With Cloudera Manager, you can easily deploy and centrally operate a complete Hadoop stack. The application automates the installation process, reducing deployment time from weeks to minutes; gives you a cluster-wide, real time view of the services running and the status of their hosts; provides a single, central place to enact configuration changes across your cluster; and incorporates a full range of reporting and diagnostic tools to help you optimize cluster performance and utilization.

Cloudera Manager provides full lifecycle management for Apache Hadoop.

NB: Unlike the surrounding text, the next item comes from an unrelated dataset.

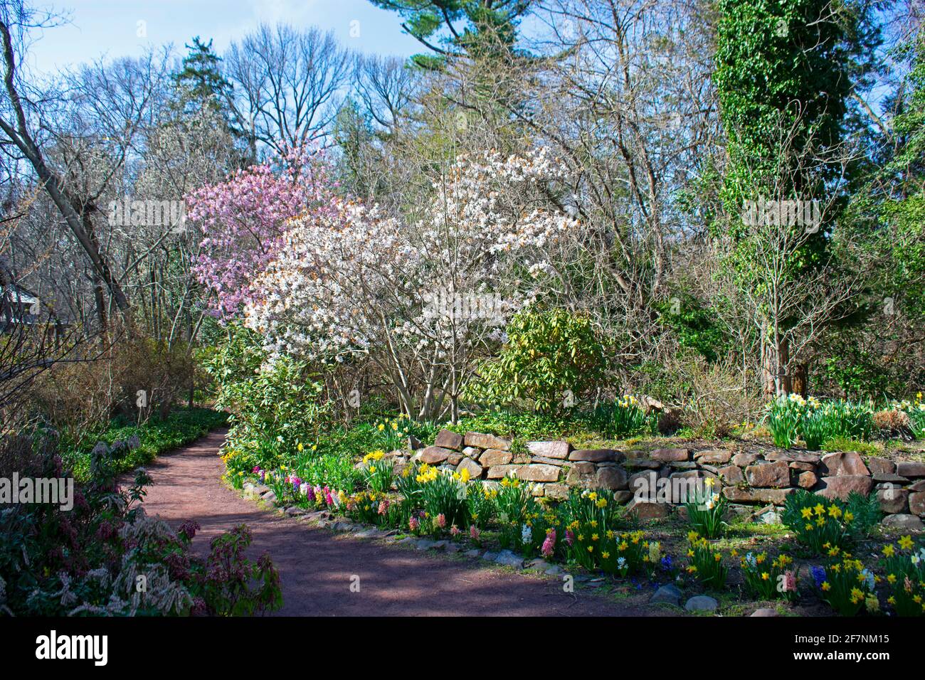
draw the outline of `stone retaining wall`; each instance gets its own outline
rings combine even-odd
[[[797,488],[845,499],[851,491],[876,492],[884,524],[921,528],[925,516],[925,463],[870,458],[854,451],[811,453],[769,449],[666,448],[653,451],[573,449],[567,441],[528,441],[512,451],[512,439],[481,432],[441,430],[433,446],[391,451],[398,469],[410,460],[500,481],[513,475],[534,484],[534,494],[568,496],[570,487],[607,488],[642,518],[666,516],[687,491],[708,477],[734,505],[782,505]]]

  • Installs the complete Hadoop stack in minutes via a wizard-based interface.
  • Lets you install multiple clusters, with the choice of running CDH3 or CDH4 on a given cluster.
  • Gives you complete, end-to-end visibility and control over your Hadoop clusters from a single interface.
  • Correlates jobs, activities, logs, system changes, configuration changes, service and host metrics along a single timeline to simplify diagnosis.
  • Lets you set server roles, configure services and manage security across the cluster.
  • Lets you gracefully start, stop and restart services as needed.
  • Maintains a complete record of configuration changes with the ability to roll back to previous states.
  • Automatically deploys client configuration files for the services you have installed.
  • Supports HDFS High Availability using either Quorum-based storage (introduced with CDH 4.1) for its shared directory, or an NFS-mounted shared edits directory.
  • Monitors dozens of service performance metrics and alerts you when you approach critical thresholds.
  • Lets you gather, view and search Hadoop logs collected from across the cluster.
  • Creates and aggregates relevant Hadoop events pertaining to system health, log messages, user services and activities and makes them available for alerting (by email) and searching.
  • Consolidates cluster activity (user jobs) into a single, real-time view.
  • Lets you drill down into individual workflows and jobs at the task attempt level to diagnose performance issues.
  • Shows information pertaining to hosts in your cluster including status, resident memory, virtual memory and roles.
  • Monitors the available space in log and other directories used by Cloudera Manager and CDH components.
  • Provides operational reports on current and historical disk usage by user, group, and directory, as well as MapReduce activity on the cluster by job or user.
  • Takes a snapshot of the cluster state and automatically sends it to Cloudera support to assist with resolution.

You work primarily in the Cloudera Manager Admin Console in a web browser that is connected to the Cloudera Manager Server, where you can manage the configuration settings, monitor the health of your services, and monitor and track user activity on your cluster.